Matt Rhodes makes an important distinction:

“For some the internet offers people the opportunity for people to represent themselves in a way that suits them. They can make themselves sound much more exciting than they really are in social networks if they so choose, talking about a band they just love and not showing certain photos that might be embarrassing from the weekend.

In online communities, it is less easy to hide behind an identity. Social networks are about ‘me’ and as such it is relatively easy to create the identity that you want to portray, showing photos, having conversations and listing things in your profile that support this. Online communities are very different, they are about ‘us’ – a shared experience, aim, theme or topic. It is not your profile that counts, but your ideas, thoughts and contributions. These are less easy to hide behind an identity that may not be completely true.

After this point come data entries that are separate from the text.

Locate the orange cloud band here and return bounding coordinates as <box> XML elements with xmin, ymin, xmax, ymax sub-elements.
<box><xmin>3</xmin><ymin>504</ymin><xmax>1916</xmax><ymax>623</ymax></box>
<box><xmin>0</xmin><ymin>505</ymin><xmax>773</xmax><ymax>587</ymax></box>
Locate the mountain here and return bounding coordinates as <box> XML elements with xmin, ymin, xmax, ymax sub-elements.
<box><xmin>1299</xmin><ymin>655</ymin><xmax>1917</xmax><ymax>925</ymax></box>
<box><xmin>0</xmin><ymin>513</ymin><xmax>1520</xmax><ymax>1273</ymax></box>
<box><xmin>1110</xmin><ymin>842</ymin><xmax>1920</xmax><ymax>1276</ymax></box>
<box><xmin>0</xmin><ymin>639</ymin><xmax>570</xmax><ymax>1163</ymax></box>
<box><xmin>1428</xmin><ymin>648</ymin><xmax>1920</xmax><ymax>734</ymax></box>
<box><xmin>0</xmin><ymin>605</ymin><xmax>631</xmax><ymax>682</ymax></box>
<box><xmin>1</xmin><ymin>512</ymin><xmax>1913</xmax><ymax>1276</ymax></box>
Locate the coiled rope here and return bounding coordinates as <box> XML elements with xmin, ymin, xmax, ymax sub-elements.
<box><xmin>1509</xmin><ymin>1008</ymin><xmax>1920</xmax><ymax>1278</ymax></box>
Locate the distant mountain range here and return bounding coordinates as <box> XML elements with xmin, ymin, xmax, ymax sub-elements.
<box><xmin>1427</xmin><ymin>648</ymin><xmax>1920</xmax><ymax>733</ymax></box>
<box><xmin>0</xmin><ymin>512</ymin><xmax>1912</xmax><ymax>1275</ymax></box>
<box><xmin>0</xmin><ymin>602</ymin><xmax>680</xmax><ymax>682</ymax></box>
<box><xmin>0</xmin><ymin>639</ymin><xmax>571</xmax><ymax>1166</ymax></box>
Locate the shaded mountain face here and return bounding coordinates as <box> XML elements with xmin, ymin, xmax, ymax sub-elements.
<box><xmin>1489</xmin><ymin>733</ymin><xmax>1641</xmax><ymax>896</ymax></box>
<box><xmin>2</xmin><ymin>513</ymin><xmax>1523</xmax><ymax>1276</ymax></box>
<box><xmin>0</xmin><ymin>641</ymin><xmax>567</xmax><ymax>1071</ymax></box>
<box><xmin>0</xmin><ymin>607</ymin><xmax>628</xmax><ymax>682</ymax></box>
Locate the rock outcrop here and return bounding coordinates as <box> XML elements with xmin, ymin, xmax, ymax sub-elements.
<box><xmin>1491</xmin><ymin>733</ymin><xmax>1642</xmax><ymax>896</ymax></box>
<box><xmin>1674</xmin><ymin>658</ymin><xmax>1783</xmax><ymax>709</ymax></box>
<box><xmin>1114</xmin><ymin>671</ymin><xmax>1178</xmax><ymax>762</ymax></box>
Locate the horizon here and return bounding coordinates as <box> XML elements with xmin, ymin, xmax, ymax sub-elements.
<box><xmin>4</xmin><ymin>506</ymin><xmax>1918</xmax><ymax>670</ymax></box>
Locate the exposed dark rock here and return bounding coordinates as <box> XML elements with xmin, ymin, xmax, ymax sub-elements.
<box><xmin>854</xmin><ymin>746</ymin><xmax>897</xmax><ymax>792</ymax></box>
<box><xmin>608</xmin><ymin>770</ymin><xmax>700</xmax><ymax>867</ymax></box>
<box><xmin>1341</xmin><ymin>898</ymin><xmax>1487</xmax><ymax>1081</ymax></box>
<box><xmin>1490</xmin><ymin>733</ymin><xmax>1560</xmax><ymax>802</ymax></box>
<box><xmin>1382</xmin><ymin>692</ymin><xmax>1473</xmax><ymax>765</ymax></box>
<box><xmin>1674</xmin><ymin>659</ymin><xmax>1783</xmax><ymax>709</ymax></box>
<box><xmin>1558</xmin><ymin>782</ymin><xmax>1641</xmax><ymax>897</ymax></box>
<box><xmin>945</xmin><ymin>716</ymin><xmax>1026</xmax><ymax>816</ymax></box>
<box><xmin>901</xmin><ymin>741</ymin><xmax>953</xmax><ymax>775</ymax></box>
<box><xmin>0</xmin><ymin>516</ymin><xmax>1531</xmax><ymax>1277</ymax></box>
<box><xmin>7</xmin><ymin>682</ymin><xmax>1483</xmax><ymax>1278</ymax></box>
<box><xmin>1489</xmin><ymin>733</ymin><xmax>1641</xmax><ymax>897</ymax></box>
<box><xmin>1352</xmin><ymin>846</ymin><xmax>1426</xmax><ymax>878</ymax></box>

This is why the overriding principle for behaviour in online communities is to be open, honest and truthful. In doing so, we often find that people find their own voice and online identity. As an online community develops and matures, we see the members grow and develop with it, finding the way they like to act and represent themselves online.”

From a different perspective, reacting to a misleading article in The Economist, Danah Boyd also insists on the difference:

“Dunbar argued for a parallel between humans gossiping and monkeys grooming. He found that there appeared to be a cap of how many people one could maintain in one’s network. This “Dunbar number” never referred to how many people you could possibly know, but how many people you could actively “groom.” Your contacts on Facebook are not equivalent to the people you groom. These can contain close and dear friends, but it can also be used as a rolodex for ties you don’t actively maintain.

The bigger issue is that performed network ties (“Friends”) are NOT the same as the personal networks that sociologists and anthropologists have historically measured and theorized about. Comparing them is futile at best and dangerous at worst. The Economist article mixes apples and oranges, creating a sense that the networks people maintain are the same that they perform through the public articulation of contacts.”